Can your customer rely on your mobile site?


We often talk about speed and optimization, but site reliability is just as important to get your customers to repeatedly visit to your mobile site and build brand loyalty. According to the Keynote Mobility Survey, 48% of smartphone users experienced a problem with loading errors and the inability to open the page.

This can be a frustrating experience for mobile users and a good reason to either not come back or visit your competitors mobile site. 

There are a few standard practices to combat the pitfalls of bad performance, and continuous monitoring & testing is the best way to find out when and where your mobile site is failing. Finding issues before your customers do and fixing them quickly is the key to scoring well in terms of website reliability

Who does reliability right?

Keynote keeps running measurements of mobile websites from several industries on our KeynoteMobile Performance Indices. On any given week we can see different companies at the top of the list for reliability. But if you follow the weekly indices long enough you'll see that the companies that rank best tend to be the same, suggesting a greater attention to mobile website availability. For the week ending September 9th, here's who were on top

Learn more about:

1. Why Web Load Testing?

2. How to monitoring site

3. Free website monitoring 

Monday, September 10, 2012

Is your mobile site up to speed for back to school shoppers?

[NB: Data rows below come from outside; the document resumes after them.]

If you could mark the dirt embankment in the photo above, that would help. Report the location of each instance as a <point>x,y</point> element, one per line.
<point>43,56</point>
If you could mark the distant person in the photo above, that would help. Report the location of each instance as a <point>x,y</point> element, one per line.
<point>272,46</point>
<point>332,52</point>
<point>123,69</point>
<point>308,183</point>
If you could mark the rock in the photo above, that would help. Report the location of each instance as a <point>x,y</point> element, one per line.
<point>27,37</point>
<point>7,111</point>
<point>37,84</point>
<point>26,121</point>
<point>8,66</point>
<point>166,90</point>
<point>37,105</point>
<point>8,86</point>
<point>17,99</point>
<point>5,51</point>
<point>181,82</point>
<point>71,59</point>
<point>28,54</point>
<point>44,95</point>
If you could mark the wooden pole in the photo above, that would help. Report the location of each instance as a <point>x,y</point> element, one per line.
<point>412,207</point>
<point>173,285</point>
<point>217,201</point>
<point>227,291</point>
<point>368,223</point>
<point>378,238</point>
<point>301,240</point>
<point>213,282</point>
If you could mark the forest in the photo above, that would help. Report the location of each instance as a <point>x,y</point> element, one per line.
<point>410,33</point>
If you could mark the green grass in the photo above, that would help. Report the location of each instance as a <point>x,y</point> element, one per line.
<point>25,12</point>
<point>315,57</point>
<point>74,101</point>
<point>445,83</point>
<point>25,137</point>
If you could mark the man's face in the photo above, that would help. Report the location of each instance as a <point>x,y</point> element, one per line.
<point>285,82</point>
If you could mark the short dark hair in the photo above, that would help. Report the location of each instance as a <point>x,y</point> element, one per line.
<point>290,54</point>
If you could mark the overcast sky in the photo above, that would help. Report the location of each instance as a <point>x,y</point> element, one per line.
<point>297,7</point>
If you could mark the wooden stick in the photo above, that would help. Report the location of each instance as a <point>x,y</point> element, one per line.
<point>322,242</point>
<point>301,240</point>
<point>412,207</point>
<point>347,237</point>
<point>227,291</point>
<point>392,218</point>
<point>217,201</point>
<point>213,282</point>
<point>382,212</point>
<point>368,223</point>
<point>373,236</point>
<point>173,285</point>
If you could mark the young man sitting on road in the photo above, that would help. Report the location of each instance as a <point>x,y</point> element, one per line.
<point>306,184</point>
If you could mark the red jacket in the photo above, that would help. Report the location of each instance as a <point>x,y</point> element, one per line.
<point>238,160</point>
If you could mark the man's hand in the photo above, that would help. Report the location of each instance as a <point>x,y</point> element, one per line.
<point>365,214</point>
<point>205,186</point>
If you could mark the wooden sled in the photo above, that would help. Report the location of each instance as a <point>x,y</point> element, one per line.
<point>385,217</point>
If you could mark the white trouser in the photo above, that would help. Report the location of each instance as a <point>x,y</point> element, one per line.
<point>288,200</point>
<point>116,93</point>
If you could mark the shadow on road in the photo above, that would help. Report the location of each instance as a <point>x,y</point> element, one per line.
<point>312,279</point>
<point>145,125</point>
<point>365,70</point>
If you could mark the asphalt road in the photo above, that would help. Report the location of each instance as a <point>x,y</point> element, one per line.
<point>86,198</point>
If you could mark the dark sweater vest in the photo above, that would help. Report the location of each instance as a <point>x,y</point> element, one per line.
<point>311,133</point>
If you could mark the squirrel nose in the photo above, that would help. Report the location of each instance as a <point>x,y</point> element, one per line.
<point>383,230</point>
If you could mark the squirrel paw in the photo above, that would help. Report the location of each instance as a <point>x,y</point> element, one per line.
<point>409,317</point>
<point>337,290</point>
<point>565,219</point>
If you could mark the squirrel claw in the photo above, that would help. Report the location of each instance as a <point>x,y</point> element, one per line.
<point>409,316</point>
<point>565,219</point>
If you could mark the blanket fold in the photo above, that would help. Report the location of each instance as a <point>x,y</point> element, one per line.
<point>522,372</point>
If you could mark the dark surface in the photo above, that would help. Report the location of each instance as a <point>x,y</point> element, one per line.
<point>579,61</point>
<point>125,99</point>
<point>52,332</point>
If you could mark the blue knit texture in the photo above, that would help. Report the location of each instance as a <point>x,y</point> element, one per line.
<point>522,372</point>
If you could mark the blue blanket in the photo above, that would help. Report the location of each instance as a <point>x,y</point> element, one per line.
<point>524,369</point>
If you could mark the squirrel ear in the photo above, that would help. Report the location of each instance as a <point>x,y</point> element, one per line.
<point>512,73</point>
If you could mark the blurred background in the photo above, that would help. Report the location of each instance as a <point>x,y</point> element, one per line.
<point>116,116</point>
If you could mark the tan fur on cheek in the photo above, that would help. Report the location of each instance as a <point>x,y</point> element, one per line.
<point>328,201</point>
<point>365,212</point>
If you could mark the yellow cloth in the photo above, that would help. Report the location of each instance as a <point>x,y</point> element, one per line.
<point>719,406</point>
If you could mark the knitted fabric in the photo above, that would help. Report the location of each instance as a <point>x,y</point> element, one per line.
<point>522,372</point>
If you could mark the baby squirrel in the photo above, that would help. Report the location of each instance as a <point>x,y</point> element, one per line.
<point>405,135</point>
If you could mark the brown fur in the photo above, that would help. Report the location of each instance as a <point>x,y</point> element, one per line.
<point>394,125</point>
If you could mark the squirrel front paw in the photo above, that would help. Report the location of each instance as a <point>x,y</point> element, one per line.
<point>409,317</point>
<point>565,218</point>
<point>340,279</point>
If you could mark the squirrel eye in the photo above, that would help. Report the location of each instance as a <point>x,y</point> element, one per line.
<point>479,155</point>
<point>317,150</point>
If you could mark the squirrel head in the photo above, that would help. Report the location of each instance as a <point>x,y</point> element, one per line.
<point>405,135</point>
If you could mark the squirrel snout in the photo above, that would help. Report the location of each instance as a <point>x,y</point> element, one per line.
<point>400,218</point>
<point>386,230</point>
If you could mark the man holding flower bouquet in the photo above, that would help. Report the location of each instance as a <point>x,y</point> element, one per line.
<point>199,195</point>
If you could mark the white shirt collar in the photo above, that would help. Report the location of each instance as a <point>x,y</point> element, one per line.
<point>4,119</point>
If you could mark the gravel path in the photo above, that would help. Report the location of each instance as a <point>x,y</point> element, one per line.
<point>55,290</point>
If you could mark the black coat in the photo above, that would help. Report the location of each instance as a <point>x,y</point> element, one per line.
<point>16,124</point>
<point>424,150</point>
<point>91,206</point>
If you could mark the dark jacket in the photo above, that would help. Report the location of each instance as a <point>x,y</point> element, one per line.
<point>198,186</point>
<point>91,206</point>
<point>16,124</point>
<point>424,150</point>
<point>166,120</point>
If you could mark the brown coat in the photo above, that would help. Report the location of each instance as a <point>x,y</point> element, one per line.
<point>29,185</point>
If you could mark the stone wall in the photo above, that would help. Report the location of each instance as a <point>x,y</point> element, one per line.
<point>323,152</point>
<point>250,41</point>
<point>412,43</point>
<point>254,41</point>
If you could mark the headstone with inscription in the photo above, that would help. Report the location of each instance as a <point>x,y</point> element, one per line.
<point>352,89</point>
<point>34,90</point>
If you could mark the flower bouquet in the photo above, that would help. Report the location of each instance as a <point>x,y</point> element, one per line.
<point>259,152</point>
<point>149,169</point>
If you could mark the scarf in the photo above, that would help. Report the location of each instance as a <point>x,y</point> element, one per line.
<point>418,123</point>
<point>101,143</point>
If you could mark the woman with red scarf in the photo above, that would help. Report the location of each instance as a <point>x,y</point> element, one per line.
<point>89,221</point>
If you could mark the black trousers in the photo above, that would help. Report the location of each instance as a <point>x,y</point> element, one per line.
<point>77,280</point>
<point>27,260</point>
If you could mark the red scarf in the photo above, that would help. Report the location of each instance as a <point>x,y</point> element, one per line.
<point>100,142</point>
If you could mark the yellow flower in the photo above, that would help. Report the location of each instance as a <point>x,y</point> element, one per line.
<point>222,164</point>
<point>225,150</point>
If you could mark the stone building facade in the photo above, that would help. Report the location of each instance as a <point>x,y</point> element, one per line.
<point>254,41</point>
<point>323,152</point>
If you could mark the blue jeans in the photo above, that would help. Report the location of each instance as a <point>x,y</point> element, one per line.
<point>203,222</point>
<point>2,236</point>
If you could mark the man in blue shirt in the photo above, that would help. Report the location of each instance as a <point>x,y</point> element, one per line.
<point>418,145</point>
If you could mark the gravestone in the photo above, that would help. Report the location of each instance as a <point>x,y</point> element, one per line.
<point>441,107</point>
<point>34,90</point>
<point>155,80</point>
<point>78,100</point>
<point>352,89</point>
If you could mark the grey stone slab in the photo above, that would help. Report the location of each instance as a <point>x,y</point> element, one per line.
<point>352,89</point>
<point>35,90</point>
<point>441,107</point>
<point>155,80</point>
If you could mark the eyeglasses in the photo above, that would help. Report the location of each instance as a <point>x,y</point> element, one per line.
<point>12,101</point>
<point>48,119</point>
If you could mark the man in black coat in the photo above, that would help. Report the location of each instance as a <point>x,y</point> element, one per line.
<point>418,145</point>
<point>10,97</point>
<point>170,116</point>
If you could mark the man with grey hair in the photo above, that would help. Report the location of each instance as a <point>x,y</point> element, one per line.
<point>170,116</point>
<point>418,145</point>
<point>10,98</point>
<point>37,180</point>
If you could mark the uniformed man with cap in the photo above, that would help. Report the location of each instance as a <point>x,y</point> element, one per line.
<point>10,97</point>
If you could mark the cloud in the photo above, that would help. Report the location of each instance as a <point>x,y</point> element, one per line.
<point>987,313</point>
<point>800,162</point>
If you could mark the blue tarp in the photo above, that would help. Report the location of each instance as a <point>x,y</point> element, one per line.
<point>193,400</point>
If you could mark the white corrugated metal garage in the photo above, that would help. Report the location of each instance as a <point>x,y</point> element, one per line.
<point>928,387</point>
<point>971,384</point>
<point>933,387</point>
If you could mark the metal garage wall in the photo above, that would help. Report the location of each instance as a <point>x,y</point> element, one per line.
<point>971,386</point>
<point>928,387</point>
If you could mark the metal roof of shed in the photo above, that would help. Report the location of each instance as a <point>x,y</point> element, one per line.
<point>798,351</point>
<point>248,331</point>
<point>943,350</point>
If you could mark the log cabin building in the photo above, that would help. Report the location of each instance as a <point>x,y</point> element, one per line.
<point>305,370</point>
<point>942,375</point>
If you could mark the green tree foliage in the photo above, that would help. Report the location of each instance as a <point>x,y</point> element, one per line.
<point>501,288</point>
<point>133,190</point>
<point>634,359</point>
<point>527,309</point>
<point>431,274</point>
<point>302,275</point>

It’s back to school time, is your site ready to handle the traffic?
Over the past year we've seen quite a few retailers jump on the mobile bandwagon recognizing that mobile shopping is now mainstream. Innovative new social shopping applications like Zoomingo, Wrappand even one launched by Seventeen Magazine, are inspiring a new age of mobile consumers to shop at the tip of their fingers.

According to Keynote Competitive Research’s mobile user survey, 47 percent of smartphone owners use their phones to purchase products and services.The survey also shows that mobile shoppers like their apps, but they like the mobile web even more. Along with the increased number of users shopping on mobile, the tightening of expectations continues when it comes to performance and the user experience.

According to NRF's Back to School Cheat Sheet, 43.8% of U.S. tablet owners will use their tablets to research products and compare prices this season. The survey also found that 28.4% of shoppers with children in grades K-12 will make a purchase with their tablet; slightly more, 34.5%, will purchase college items via their mobile devices.

Considering that 16 percent of mobile users will not return or wait for a website to load if it takes too long  to load and six percent will go to a competitor’s website (Keynote Competitive Research 2012), making sure a site is optimized for mobile is critical for this back-to-school shopping season.
If your mobile site isn't up to speed, here are some basic tips:
  • Considering Data URIs (Universal Resource Identifiers).
  • Lighten the load on your home page with fewer objects and smaller images.
  • Display a clean, simple mobile-friendly user interface. Remove all content a mobile user doesn't need.
  • Optimize your website for the mobile screen following mobile design best practices for better usability and performance.
  • Create a unique site for tablet users. Don't send them to a smartphone or desktop site.
  • Monitor your mobile website's availability around the clock.  Mobile shopping isn't necessarily a Monday - Friday (9am - 5pm) activity.
You don’t want your mobile site to add to the stress of any back to school shopping, so be sure your mobile site is geared up to go.